Modified mosquitoes that only make males
For years people have been trying to wipe out malaria by using insecticides to control mosquito populations, but they can develop resistance to the chemicals, and the disease still kills hundreds of thousands of people around the world every year.
Now scientists at Imperial College London have genetically engineered mosquitoes so that they only produce male offspring; and that's important because it's the females that bite and spread disease.
Kat Arney went to see Nikolai Windbichler, who led the research, to find out how changing the ratio of male to female.
Nikolai - Well the idea is, if you progressively shift the sex ratio of a population towards males and there are fewer and fewer females in the population then the overall size of the population will decrease up to a point where the population cannot sustain itself anymore and will actually crash.
Kat - What did you to try and skew this sex ratio?
Nikolai - We introduced into the mosquito a gene which essentially destroys the X chromosome. As you know, as in humans, so also in mosquitoes, there are two types of sperm produced by males, sperm that carried a Y chromosome and sperm that carried the X chromosome. The sperms that carry the Y chromosome produce sons. The sperms that carry the X chromosome produce daughters. So, we found a way to specifically eliminate the sperm that carried the X chromosome so that only the sperm that carried a Y chromosome would be functional and this male would produce only sons.
Kat - This sounds really clever. How did you do that to target and destroy the X chromosomes?
Nikolai - What we found is essentially an Achilles heel, a genetic Achilles heel of the malaria mosquito. There's a certain DNA sequence that is present in many, many copies on the X chromosome only and nowhere else in the mosquito genome. So, we use a DNA cutting enzyme that cuts the chromosome. You can imagine like with a scissor, and in many, many places, it cuts the X chromosome. So, this chromosome becomes destroyed. It's no longer functional.
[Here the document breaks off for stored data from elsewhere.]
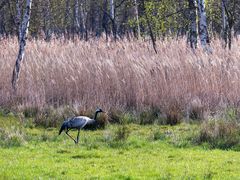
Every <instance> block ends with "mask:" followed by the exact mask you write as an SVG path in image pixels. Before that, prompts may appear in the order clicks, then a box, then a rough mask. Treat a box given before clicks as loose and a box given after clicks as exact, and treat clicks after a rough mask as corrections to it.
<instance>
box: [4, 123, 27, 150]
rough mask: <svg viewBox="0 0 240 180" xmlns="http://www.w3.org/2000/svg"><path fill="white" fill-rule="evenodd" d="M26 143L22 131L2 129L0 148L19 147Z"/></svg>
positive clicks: (12, 129) (18, 129)
mask: <svg viewBox="0 0 240 180" xmlns="http://www.w3.org/2000/svg"><path fill="white" fill-rule="evenodd" d="M25 142H26V141H25V134H24V133H23V131H22V130H21V129H17V128H16V127H11V128H10V129H0V147H19V146H21V145H23V144H24V143H25Z"/></svg>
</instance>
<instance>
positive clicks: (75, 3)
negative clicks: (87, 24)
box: [74, 0, 80, 34]
mask: <svg viewBox="0 0 240 180" xmlns="http://www.w3.org/2000/svg"><path fill="white" fill-rule="evenodd" d="M74 27H75V28H74V29H75V32H76V33H77V34H78V33H79V30H80V24H79V1H78V0H75V1H74Z"/></svg>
Kat - So, you've these kind of lines of mosquitoes that have these DNA scissors in. What happens?
Nikolai - And then what happens is, as you can imagine an enzyme that cuts DNA, targeting the X chromosome is lethal for most cells. But we are making sure that this chain is active only when sperm are produced. So then what happens is the sperm that would have carried the X chromosome in those sperm, the X chromosome is destroyed. But the sperm that carried the Y chromosome, they do not have to sequence that we're targeting. So they're totally unaffected. So, they are produced normally and transmitted to the female and you have male offspring.
Kat - The next generation is mostly all male offspring. They're going to be looking for some ladies. What happens then?
Nikolai - Well, one thing that we probably should add is that this gene is also transmitted to the offspring, but only to half of the offspring. So, half of those males looking for ladies, they will do the same thing again in this generation. They will produce only sons. Over time, progressively over many generations, there are fewer and fewer females in the population. And eventually, there are no females in a population and the population crashes.
Kat - So, this could be a really fantastic way of basically getting rid of mosquitoes. They're the bane of my life. They always bite me. I hate them. What would be the consequences of completely getting rid of a population of mosquitoes, say, in a town or even a country?
Nikolai - There are many. There are 3,500 different species of mosquitoes. We are only targeting one specific species which transmits malaria to humans. So that's in a sense a much more targeted intervention than for example insecticides is the current control method which targets all sorts of insect species.
Kat - Obviously, this could be fantastic if you could get rid of the mosquito populations and that would eradicate malaria, but how close is this to being something you can roll out and are there risks of releasing these modified mosquitoes into the wild?
Nikolai - This is a very promising technology, but we're still many steps away to rolling this out. We have both technical hurdles to overcome still, but as I have to make sure that all aspects of biosafety, ethical concerns and regulatory concerns would be addressed before we go any further with this. The next step is to take these mosquitoes and test them at a large scale. We have tested this technology in small population cages, but we have a facility in Italy where we have larger, cages to the more field-like controlled environment and there, we want to test the technology to see how it performs.
Kat - What's it like working with so many mosquitoes around you? Does it make you a bit twitchy?
Nikolai - Yeah, some people get quite twitchy.
Kat - How much do you get bitten?
Nikolai - We get bitten once in a while but it's really alright. It would be the same if you go in a camping trip probably.